Wild polar bears rely on sea ice for hunting, mating, and raising their young. But Arctic sea ice is retreating due to human-caused global warming, threatening the survival of polar bears. Unless we take action to greatly reduce the carbon emissions responsible for the warming, our research shows that polar bears could all but disappear by the end of the century.
And this is where zoos and aquariums can help.
Few people have the chance to see polar bears in the wild, but millions see them in accredited zoos or aquariums. For example, every year, more people pass through turnstiles in U.S. zoos than all North American sporting events combined! Modern zoos offer a unique opportunity to explain the threats polar bears face and to inspire actions necessary to save them.
Photo: Devon Sabo / Columbus Zoo and Aquarium
This is important because research shows that zoos and aquariums are trusted messengers on climate change and other conservation issues, reaching millions of people every year who might not otherwise hear such messages.
Through our Arctic Ambassador Center network, we work with nearly 50 zoos, aquariums, and wildlife parks in the U.S., Canada, and Europe that share our commitment to polar bear conservation. Our partnership includes training key staff on how to integrate strategically framed content on polar bears and climate change into their keeper talks and outreach—training that takes place through our Climate Alliance program. The coursework relies on tested language from the National Network for Ocean and Climate Change Interpretation (NNOCCI). It helps zoo staff learn to talk about sea ice loss and climate change in ways that promote engagement, resulting in more productive conversations.
Conservation messaging may be the most important contribution zoos and aquariums can make to a secure future for polar bears, but it is not the only contribution.
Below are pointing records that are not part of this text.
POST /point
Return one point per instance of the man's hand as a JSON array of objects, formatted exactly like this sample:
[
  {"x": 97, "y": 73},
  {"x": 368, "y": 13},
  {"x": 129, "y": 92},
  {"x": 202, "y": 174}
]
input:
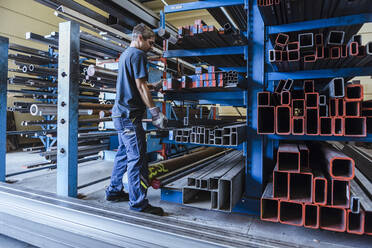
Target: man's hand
[
  {"x": 157, "y": 86},
  {"x": 158, "y": 118}
]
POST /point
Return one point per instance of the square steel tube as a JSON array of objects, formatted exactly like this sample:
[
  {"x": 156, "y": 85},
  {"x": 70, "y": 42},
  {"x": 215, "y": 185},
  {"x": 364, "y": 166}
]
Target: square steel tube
[
  {"x": 306, "y": 40},
  {"x": 326, "y": 126},
  {"x": 280, "y": 86},
  {"x": 282, "y": 40},
  {"x": 285, "y": 98},
  {"x": 281, "y": 183},
  {"x": 352, "y": 109},
  {"x": 368, "y": 222},
  {"x": 340, "y": 193},
  {"x": 300, "y": 187},
  {"x": 332, "y": 219},
  {"x": 354, "y": 92},
  {"x": 312, "y": 121},
  {"x": 312, "y": 100},
  {"x": 308, "y": 86},
  {"x": 263, "y": 98},
  {"x": 320, "y": 185},
  {"x": 288, "y": 158},
  {"x": 338, "y": 128},
  {"x": 291, "y": 213},
  {"x": 355, "y": 126},
  {"x": 298, "y": 125},
  {"x": 298, "y": 107},
  {"x": 355, "y": 222},
  {"x": 283, "y": 120},
  {"x": 311, "y": 216}
]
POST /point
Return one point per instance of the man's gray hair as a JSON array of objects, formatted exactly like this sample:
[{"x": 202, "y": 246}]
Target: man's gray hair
[{"x": 142, "y": 29}]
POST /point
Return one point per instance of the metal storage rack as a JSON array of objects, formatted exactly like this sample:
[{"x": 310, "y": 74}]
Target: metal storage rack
[{"x": 255, "y": 148}]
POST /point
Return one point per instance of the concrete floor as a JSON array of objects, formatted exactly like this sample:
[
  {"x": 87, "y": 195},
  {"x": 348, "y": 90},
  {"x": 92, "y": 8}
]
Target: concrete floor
[{"x": 251, "y": 225}]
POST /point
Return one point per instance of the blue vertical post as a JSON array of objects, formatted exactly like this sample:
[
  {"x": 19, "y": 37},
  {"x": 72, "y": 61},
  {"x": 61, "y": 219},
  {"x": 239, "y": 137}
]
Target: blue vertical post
[
  {"x": 256, "y": 144},
  {"x": 68, "y": 89},
  {"x": 4, "y": 44}
]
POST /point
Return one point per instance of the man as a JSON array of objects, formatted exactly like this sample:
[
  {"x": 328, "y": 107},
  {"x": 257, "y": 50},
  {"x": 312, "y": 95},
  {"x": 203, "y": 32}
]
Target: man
[{"x": 132, "y": 98}]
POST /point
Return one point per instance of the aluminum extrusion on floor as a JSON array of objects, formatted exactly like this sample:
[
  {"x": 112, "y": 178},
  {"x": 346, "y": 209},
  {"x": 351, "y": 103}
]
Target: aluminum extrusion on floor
[{"x": 45, "y": 220}]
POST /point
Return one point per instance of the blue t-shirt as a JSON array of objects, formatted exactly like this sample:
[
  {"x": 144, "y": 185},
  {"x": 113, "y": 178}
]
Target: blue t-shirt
[{"x": 132, "y": 66}]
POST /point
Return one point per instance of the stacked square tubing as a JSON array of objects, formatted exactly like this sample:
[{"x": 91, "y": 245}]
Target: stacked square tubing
[
  {"x": 218, "y": 186},
  {"x": 230, "y": 135},
  {"x": 211, "y": 79},
  {"x": 305, "y": 112},
  {"x": 309, "y": 51},
  {"x": 317, "y": 194}
]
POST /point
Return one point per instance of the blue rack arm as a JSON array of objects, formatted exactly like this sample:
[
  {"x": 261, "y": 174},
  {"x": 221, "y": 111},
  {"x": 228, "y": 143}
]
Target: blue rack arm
[
  {"x": 326, "y": 73},
  {"x": 4, "y": 44},
  {"x": 204, "y": 52},
  {"x": 321, "y": 23},
  {"x": 208, "y": 4}
]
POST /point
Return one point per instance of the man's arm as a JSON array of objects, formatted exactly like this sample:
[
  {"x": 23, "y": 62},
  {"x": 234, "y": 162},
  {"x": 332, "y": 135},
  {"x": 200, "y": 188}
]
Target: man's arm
[{"x": 145, "y": 92}]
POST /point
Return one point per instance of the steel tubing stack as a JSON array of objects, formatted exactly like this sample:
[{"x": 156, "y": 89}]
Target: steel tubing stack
[
  {"x": 322, "y": 50},
  {"x": 335, "y": 110},
  {"x": 314, "y": 191},
  {"x": 285, "y": 11}
]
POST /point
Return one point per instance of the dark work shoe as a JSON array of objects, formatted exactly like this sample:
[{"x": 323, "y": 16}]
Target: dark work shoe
[
  {"x": 117, "y": 196},
  {"x": 153, "y": 210}
]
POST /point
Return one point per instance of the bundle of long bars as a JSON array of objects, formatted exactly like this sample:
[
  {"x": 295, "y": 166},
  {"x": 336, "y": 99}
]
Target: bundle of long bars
[
  {"x": 311, "y": 51},
  {"x": 228, "y": 135},
  {"x": 276, "y": 12},
  {"x": 335, "y": 111},
  {"x": 212, "y": 79},
  {"x": 315, "y": 192}
]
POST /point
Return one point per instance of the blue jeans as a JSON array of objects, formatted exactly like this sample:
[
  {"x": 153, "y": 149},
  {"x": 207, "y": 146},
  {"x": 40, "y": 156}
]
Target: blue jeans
[{"x": 131, "y": 158}]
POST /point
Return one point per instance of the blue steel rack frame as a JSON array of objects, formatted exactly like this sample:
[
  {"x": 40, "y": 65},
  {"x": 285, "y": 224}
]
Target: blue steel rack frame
[{"x": 257, "y": 149}]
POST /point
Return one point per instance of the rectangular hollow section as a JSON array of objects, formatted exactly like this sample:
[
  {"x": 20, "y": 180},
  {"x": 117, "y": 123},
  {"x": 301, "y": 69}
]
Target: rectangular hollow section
[
  {"x": 340, "y": 193},
  {"x": 325, "y": 126},
  {"x": 355, "y": 222},
  {"x": 352, "y": 109},
  {"x": 312, "y": 123},
  {"x": 298, "y": 107},
  {"x": 283, "y": 120},
  {"x": 333, "y": 219},
  {"x": 311, "y": 216},
  {"x": 368, "y": 222},
  {"x": 355, "y": 126},
  {"x": 300, "y": 187},
  {"x": 266, "y": 120},
  {"x": 298, "y": 126},
  {"x": 342, "y": 167},
  {"x": 320, "y": 191},
  {"x": 280, "y": 185},
  {"x": 291, "y": 213},
  {"x": 269, "y": 209}
]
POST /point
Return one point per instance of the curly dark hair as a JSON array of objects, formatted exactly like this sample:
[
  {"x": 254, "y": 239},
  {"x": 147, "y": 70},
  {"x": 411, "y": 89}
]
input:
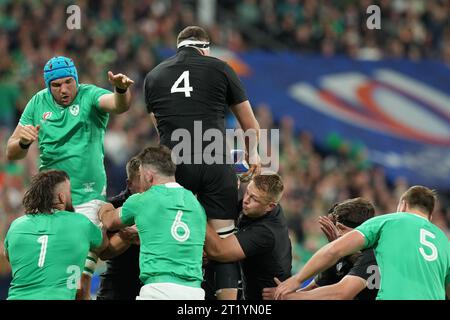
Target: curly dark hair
[
  {"x": 159, "y": 158},
  {"x": 40, "y": 195},
  {"x": 420, "y": 197},
  {"x": 352, "y": 212}
]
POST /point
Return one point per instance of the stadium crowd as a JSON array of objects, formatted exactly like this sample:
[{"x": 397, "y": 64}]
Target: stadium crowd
[{"x": 127, "y": 36}]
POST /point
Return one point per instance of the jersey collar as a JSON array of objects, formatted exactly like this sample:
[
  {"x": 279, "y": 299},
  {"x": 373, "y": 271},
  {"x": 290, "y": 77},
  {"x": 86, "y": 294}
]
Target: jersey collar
[{"x": 172, "y": 185}]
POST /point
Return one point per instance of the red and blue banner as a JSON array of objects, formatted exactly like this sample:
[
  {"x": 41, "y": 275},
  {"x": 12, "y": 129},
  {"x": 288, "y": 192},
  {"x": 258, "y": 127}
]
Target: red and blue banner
[{"x": 399, "y": 110}]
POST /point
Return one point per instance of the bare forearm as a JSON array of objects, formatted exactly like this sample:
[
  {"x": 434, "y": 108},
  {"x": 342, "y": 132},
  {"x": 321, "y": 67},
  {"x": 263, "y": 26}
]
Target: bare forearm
[
  {"x": 14, "y": 151},
  {"x": 122, "y": 101},
  {"x": 108, "y": 217},
  {"x": 323, "y": 259},
  {"x": 116, "y": 247}
]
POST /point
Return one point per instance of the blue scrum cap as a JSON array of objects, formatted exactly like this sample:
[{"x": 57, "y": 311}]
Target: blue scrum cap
[{"x": 59, "y": 67}]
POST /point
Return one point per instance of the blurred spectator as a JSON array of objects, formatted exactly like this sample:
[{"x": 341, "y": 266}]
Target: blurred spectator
[{"x": 126, "y": 36}]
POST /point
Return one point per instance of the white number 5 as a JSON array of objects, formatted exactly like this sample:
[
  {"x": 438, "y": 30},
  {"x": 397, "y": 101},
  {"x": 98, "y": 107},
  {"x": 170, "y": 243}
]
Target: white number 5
[
  {"x": 178, "y": 224},
  {"x": 423, "y": 234},
  {"x": 186, "y": 88}
]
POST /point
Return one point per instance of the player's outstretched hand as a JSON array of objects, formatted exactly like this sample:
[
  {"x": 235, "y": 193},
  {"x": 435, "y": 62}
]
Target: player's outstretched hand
[
  {"x": 119, "y": 80},
  {"x": 328, "y": 228},
  {"x": 254, "y": 170},
  {"x": 285, "y": 287},
  {"x": 28, "y": 134},
  {"x": 130, "y": 235},
  {"x": 343, "y": 228}
]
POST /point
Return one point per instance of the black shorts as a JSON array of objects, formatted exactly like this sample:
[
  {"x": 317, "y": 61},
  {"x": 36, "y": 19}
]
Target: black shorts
[
  {"x": 221, "y": 276},
  {"x": 215, "y": 186}
]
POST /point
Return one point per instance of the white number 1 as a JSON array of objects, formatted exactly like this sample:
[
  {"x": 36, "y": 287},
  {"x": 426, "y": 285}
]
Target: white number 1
[
  {"x": 186, "y": 88},
  {"x": 423, "y": 234},
  {"x": 43, "y": 240}
]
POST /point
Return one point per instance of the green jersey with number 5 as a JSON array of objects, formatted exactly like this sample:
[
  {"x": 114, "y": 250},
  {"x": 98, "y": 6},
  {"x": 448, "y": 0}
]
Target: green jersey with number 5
[
  {"x": 47, "y": 254},
  {"x": 172, "y": 228},
  {"x": 71, "y": 139},
  {"x": 413, "y": 256}
]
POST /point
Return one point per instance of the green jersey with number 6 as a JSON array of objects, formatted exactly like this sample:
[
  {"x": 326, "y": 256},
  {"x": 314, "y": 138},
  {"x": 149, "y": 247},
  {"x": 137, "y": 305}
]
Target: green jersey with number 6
[
  {"x": 413, "y": 256},
  {"x": 71, "y": 139},
  {"x": 172, "y": 228},
  {"x": 47, "y": 254}
]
The role of a modern zoo goes well beyond simply displaying animals and keeping them physically healthy. As many zoos and aquariums with polar bears have come to realize, they have a unique capacity to contribute to conservation-relevant polar bear research projects, providing information that can help us understand and better protect bears in the wild. Our Arctic Ambassador Center partners, for example, have helped researchers working with bears in the wild better understand everything from the polar bear's hearing range, important for setting guidelines for industrial activities that may impact wild bears, to testing a new generation of minimally invasive tracking devices. They’re also helping with studies to assess the reproductive health of wild bears and developing methods to help ensure genetic diversity, among other key projects.
Photo: Point Defiance Zoo and Aquarium
Some have suggested the polar bear’s great movements in the wild, which far exceed the space available in zoo exhibits, leads to polar bears that fare poorly when living in zoos. But modern zoos design exhibits and provide enrichment that keep the bears in their care curious and engaged. They take advantage of the best available veterinary, nutritional, and behavioral science to maximize animal welfare and well-being.
Zoos and aquariums are making an enormous contribution to polar bear conservation—helping to ensure their wild peers will continue to roam the sea ice for generations to come.